During the course of characterizing the pharmacological effects of anandamide in FAAH^+/+ and FAAH^−/− mice, baseline measures of spontaneous activity, rectal temperature, and pain sensitivity were recorded. FAAH^−/− mice did not differ from FAAH^+/+ mice in terms of their respective locomotor activities or rectal temperatures (Fig. 2 A and D). However, FAAH^−/− mice were found to display altered thermal pain sensation, exhibiting prolonged response latencies in both the tail immersion and hot plate tests when compared with both FAAH^+/+ and FAAH^+/− mice (Fig. 5A Left and Fig. 6B). In the hot plate test, FAAH^−/− mice differed significantly from FAAH^+/+ mice over a restricted temperature range (Fig. 5A Right). Interestingly, a similar phenotype was observed in the substance P/neurokinin A knockout mouse and interpreted to implicate these peptides in neural pathways that communicate moderate to intense pain stimuli (37). To examine whether other forms of pain sensation were also altered in FAAH^−/− mice, these animals were compared with FAAH^+/+ and FAAH^+/− mice in the formalin test for chemical pain sensation. FAAH^−/− mice exhibited a significant reduction in pain behavior during the first phase of the formalin test relative to both FAAH^+/+ and FAAH^+/− mice (Fig. 5B). A similar trend of reduced pain responses in FAAH^−/− mice was also observed in the second phase of the formalin test, but these data just failed to reach significance (P = 0.055 for FAAH^−/− versus FAAH^+/+ mice, planned comparison). Collectively, these results implicate FAAH in the regulation of mammalian behavioral responses to multiple forms of pain stimuli.
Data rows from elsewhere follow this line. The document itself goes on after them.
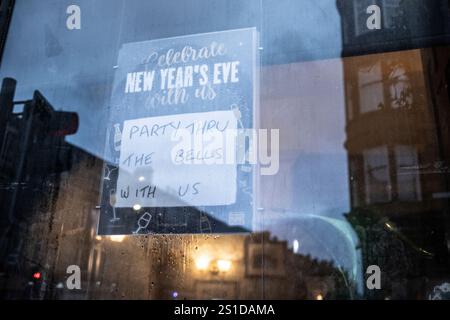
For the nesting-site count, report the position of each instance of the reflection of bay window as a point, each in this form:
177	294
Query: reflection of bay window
408	182
391	175
400	88
376	174
371	92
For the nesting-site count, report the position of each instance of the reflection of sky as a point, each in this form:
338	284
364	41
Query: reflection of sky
74	70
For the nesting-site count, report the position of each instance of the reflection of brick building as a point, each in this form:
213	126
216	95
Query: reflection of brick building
397	107
63	233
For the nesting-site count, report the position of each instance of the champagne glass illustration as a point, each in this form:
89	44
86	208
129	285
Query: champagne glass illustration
143	222
108	172
112	202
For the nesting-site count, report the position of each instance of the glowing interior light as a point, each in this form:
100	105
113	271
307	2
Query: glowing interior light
117	238
224	265
202	263
295	245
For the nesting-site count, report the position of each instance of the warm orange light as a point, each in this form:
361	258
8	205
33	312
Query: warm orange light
117	238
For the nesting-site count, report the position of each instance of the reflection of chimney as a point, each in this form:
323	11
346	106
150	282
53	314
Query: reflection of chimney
6	104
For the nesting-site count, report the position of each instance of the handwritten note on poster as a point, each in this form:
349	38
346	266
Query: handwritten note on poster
176	107
177	160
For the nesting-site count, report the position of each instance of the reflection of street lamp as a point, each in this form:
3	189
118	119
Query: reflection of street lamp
204	263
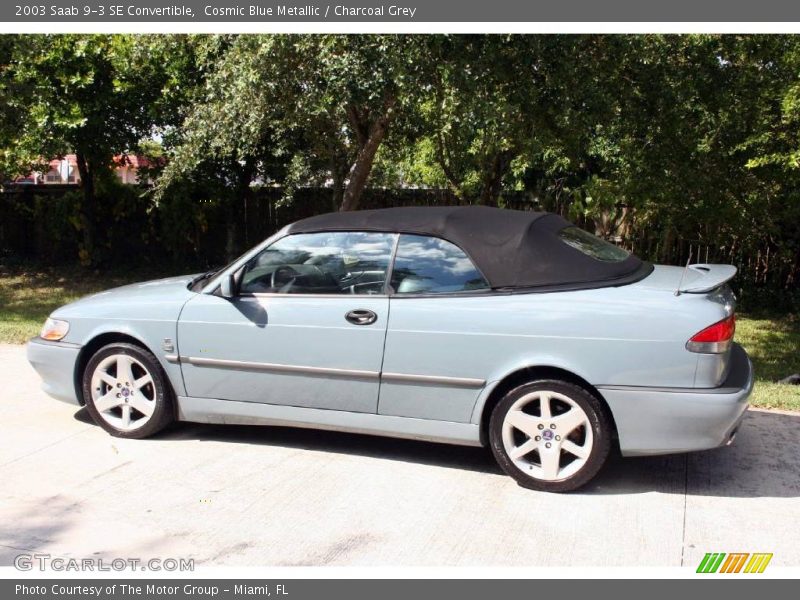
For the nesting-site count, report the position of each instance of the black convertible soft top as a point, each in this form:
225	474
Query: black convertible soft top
513	249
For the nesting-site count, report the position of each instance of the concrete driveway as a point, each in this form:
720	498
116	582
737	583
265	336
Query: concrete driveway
271	496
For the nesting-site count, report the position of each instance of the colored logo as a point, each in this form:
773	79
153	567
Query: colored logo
735	562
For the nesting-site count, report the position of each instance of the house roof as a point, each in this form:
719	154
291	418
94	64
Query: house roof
513	249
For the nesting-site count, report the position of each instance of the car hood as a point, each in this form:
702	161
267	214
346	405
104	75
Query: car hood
136	297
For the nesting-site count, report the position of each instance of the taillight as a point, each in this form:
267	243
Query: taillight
714	339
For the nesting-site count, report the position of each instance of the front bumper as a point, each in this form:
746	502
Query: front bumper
668	420
55	364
The reduced pain perception exhibited by FAAH^−/− mice suggested that these animals might possess enhanced endogenous cannabinoid activity. To explore this notion further, brain levels of anandamide and related NAEs were measured by isotope dilution liquid chromatography mass spectrometry (LC-MS). Strikingly, brains from FAAH^−/− mice possessed 15-fold higher levels of anandamide than brains from FAAH^+/+ mice (Fig. 6A). Other NAEs, including N-oleoyl and N-palmitoyl ethanolamine, were similarly up-regulated (see Materials and Methods), consistent with shared biosynthetic and degradative pathways for these lipids (38). To test whether enhanced levels of endogenous anandamide might be responsible for the analgesia observed in FAAH^−/− mice, the pain responses of these animals, FAAH^+/+, and FAAH^+/− mice were tested in the hot plate test both before and after treatment with either vehicle or SR141716A (Fig. 6B). No significant changes from baseline were observed for the hot plate response latencies of vehicle-treated FAAH^+/+, FAAH^+/−, and FAAH^−/− mice, or in SR141617A-treated FAAH^+/+ and FAAH^+/− mice (Fig. 6B Right). In sharp contrast to all of these test groups, FAAH^−/− mice treated with SR141716A showed a dramatic reduction in their pain response latencies (Fig. 6B Right), indicating that a substantial fraction of their altered pain sensation was mediated by CB₁ receptor pathways.